Republicans in the U.S. House of Representatives unveiled a sweeping tax reform proposal that would eliminate several climate-related incentives introduced under the Biden administration.
Chief among the proposed cuts is the repeal of the electric vehicle (EV) tax credits—$7,500 for new EVs and $4,000 for used models—effective from Dec. 31. Automakers that have not yet reached 200,000 EV sales would be allowed to retain the new-vehicle credit for one additional year.
A related provision, set to take effect in 2027, could bar tax credits for vehicles that use battery technology licensed from Chinese companies—even if deployed by American firms like Ford or Tesla, CNBC reported.
In addition to EV tax incentives, the bill proposes to repeal corporate average fuel economy (CAFE) standards and greenhouse gas emissions rules beginning in 2027. The proposal also seeks to terminate a federal loan program supporting the manufacture of advanced technology vehicles and rescind any unused funding from it.
The portion related to fuel economy and emissions standards will be heard by the House Energy and Commerce Committee on Tuesday.
Clean Energy Credits Face Major Cuts
The House tax panel's proposal includes a phase-out of "technology-neutral" 45Y tax credits for renewable energy projects such as wind, solar, nuclear, and geothermal. These credits, previously without expiration, would begin tapering in 2029—reducing to 80% that year, 60% in 2030, 40% in 2031, and eliminated entirely thereafter, reported Reuters.
A key provision of the 2022 Inflation Reduction Act (IRA)—transferability of tax credits—would also be eliminated under the new plan. This measure had allowed developers to sell their credits to finance construction of clean energy projects.
Oil And Gas-Favored Credits Preserved
Despite the broad cuts, the proposal largely preserves tax credits for carbon capture and sequestration (45Q) and direct air capture, both of which are favored by the oil and gas industry.

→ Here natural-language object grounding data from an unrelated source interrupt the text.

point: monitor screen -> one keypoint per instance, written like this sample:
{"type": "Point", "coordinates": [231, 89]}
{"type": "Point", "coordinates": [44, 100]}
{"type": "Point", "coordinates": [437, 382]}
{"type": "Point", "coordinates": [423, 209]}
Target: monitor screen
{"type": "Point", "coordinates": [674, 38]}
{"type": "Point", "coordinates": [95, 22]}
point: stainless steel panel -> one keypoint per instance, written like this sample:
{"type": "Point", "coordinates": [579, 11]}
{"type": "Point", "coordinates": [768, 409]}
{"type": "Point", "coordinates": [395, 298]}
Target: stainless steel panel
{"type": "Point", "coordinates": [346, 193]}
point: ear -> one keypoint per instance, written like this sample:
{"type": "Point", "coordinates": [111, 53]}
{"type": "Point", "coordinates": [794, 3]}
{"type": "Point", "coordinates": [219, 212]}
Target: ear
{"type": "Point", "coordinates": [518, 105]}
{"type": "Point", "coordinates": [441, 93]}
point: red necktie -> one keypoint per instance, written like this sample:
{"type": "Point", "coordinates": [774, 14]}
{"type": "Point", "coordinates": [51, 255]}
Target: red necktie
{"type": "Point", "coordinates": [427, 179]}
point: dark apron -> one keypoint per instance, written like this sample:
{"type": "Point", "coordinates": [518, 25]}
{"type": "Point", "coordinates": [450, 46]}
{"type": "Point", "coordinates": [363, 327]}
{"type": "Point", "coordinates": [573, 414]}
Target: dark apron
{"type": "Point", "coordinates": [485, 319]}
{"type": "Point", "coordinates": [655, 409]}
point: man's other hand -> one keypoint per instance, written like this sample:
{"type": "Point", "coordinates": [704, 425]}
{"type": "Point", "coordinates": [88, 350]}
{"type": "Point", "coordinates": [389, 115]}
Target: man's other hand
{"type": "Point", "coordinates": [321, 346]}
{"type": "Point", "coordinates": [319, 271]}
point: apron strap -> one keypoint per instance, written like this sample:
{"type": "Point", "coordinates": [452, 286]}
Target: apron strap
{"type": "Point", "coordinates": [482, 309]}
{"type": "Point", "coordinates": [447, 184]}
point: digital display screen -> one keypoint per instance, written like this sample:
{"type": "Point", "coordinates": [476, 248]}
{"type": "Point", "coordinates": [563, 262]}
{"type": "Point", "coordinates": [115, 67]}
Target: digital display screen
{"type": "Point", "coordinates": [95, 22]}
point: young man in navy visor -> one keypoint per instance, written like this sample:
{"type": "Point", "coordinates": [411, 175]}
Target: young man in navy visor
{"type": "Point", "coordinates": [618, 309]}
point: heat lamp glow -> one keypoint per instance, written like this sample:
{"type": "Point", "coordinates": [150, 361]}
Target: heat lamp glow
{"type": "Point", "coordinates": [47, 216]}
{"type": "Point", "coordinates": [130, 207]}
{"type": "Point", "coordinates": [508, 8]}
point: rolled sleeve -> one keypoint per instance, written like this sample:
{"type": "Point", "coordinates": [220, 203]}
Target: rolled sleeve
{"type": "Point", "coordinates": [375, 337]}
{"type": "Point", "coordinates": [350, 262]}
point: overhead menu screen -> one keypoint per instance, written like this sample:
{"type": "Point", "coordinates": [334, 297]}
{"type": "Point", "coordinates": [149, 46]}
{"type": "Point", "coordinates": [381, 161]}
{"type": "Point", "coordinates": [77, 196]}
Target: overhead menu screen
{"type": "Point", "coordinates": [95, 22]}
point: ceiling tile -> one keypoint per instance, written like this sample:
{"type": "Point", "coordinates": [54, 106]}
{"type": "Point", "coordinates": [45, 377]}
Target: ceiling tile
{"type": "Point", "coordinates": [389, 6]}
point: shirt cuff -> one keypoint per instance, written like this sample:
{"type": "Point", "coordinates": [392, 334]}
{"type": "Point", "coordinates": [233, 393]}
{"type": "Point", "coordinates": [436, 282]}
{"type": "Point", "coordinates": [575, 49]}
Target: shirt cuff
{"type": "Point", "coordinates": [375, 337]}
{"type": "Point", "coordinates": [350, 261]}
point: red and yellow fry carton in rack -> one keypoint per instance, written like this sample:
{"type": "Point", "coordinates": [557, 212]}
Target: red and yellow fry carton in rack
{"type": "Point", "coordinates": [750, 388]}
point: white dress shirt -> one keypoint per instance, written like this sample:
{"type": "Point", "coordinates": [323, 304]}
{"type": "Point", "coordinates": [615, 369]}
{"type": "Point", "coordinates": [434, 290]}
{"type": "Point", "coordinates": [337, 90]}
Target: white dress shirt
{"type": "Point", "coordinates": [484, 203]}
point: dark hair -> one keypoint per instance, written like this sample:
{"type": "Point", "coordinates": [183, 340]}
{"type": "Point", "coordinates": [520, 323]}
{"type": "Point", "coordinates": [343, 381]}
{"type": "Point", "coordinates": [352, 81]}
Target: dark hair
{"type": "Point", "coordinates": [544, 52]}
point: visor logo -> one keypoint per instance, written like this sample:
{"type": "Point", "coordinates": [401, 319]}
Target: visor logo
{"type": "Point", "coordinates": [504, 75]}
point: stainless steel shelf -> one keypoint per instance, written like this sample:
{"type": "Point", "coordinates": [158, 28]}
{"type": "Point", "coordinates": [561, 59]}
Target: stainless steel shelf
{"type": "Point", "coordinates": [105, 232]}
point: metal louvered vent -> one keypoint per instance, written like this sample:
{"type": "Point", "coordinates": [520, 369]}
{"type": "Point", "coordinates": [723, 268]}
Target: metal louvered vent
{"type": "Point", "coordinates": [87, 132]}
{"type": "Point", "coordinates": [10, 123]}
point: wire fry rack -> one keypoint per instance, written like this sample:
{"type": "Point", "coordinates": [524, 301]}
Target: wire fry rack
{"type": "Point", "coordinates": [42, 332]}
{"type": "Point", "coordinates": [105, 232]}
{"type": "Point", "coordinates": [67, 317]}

Some limitations on foreign ownership of projects were included. A tax credit for sustainable aviation fuel is also extended, signaling support for biofuel producers aiming to expand their market share.
Industry Backlash And Republican Dissent
Industry groups, particularly from the solar and wind sectors, criticized the proposal, warning it could cost American jobs and undermine efforts to expand domestic energy production—and conflict with President Trump's stated energy goals.
Abigail Ross Hopper, president of the Solar Energy Industries Association, noted that the sector has invested billions in states that voted for Trump.
Genevieve Cullen, president of the Electric Drive Transportation Association, described the proposal as "catastrophically short-sighted," warning that cutting federal investment in electrification would undermine U.S. leadership in energy innovation. She added that the plan would give "an enormous market advantage" to competitors like China and put American manufacturing and jobs at risk.
In 2024, the U.S. Treasury awarded over $2 billion in point-of-sale rebates for electric vehicles.
Meanwhile, more than two dozen House Republicans and four GOP senators from states benefiting from IRA-driven investments urged the committee to retain several of the clean energy tax credits.